Single by Arthur Alexander
- B-side: "Soldier of Love (Lay Down Your Arms)"
- Released: 1962
- Genre: Soul
- Length: 2:43
- Label: Dot Records
- Songwriters: Barry Mann and Cynthia Weil
- Producer: Noel Ball (uncredited)

Arthur Alexander singles chronology
| "You Better Move On" (1961) | "Where Have You Been (All My Life)" (1962) | "Anna (Go to Him)" (1962) |

= Where Have You Been (All My Life) =

1962 single by Arthur Alexander

"Where Have You Been (All My Life)" is a song written by Barry Mann and Cynthia Weil.

==Arthur Alexander version==
"Where Have You Been (All My Life)" was first released by Arthur Alexander in 1962, with "Soldier of Love (Lay Down Your Arms)" as the B-side, on Dot Records (London Records in the UK). Alexander biographer Richard Younger describes the song as "a classic example of sixties pop songwriting that captures the thrill of first love." Billboard Magazine described the song as "an emotion-packed theme with solid female chorus work," and also praised the feeling Alexander imbues his vocal with. Younger praises the "maturity" of Alexander's vocal performance, comparing it favorably to that on the earlier "You Better Move On," particularly how Alexander handles the "intricate melody, which ascends from the opening lines of revelation...to a chorus that is half-plea and half-exclamation." Producer Noel Ball claimed to have taken Alexander "way uptown" with the recording, creating what Younger describes as "a thrilling production that builds from a stark bass and drum into a mini-symphony with strings reminiscent of The Drifters' "There Goes My Baby." The song peaked at #58 on the Billboard Hot 100, and #17 on the R&B chart. Authors David Hatch and Stephen Millward see a resemblance between "Where Have You Been (All My Life)" and early songs written by John Lennon and Paul McCartney.

== Covers ==
The Beatles covered both "Where Have You Been (All My Life)" and "Soldier of Love" live early in their career. There is a live version by the Beatles on the bootleg album Live 31 December 1962 at the Star Club, Hamburg, Germany with John Lennon on lead vocal. Music critic Richie Unterberger described the song as "cool" and "moody" but complained that the sound on this recording was too "muddy" to be able to figure out the lyrics.

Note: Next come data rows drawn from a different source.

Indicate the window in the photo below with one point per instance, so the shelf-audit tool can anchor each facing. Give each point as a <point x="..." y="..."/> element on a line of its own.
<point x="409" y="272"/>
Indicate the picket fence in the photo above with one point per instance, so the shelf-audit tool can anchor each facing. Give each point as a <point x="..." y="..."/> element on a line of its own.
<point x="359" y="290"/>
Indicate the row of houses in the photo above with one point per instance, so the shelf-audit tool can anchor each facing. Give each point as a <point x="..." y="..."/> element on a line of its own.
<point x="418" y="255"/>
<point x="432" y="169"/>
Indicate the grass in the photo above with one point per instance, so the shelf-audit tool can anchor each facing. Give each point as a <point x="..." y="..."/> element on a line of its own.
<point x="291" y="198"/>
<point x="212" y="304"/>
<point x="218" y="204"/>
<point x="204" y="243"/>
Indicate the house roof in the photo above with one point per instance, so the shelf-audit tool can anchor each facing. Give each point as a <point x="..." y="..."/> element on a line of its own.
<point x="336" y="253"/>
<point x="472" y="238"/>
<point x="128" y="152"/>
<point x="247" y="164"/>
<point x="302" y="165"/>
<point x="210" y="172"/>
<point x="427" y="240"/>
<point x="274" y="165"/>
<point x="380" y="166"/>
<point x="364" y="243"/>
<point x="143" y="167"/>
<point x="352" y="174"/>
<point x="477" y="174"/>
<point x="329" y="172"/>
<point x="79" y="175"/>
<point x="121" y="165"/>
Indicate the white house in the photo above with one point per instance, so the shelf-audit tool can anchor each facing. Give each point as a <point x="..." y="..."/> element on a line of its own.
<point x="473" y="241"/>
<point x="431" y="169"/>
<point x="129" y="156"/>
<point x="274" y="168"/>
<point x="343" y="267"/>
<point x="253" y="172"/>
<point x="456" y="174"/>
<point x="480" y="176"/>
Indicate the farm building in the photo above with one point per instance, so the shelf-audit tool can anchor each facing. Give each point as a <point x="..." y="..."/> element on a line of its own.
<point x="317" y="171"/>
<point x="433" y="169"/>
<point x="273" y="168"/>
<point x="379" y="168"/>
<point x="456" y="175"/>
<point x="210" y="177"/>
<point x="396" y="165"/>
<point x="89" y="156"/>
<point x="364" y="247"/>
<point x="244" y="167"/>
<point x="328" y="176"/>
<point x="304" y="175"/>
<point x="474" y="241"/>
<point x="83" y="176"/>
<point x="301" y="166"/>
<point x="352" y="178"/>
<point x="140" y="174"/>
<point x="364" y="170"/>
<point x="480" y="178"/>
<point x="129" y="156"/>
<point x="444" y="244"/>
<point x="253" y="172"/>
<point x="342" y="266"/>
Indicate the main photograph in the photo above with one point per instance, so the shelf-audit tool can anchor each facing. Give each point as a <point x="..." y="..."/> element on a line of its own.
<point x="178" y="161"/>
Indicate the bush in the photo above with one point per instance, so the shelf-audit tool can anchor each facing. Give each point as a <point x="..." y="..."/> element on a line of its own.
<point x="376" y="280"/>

The song was recorded by Gene Vincent on Columbia Records, and by Gerry and the Pacemakers on Laurie. Also the Liverpool-based group The Searchers recorded the song on Pye Records for their 1964 LP It's The Searchers. Wayne Fontana & The Mindbenders also recorded it, appearing in B side of their 1964 eponymous album.

This song with the title Till We Kissed, was sung by the New Zealander Ray Columbus & the Invaders in a 1965 single of the same name. The Canadian band The Guess Who issued the song with this title as the "B" side of their single Shakin' All Over in 1965.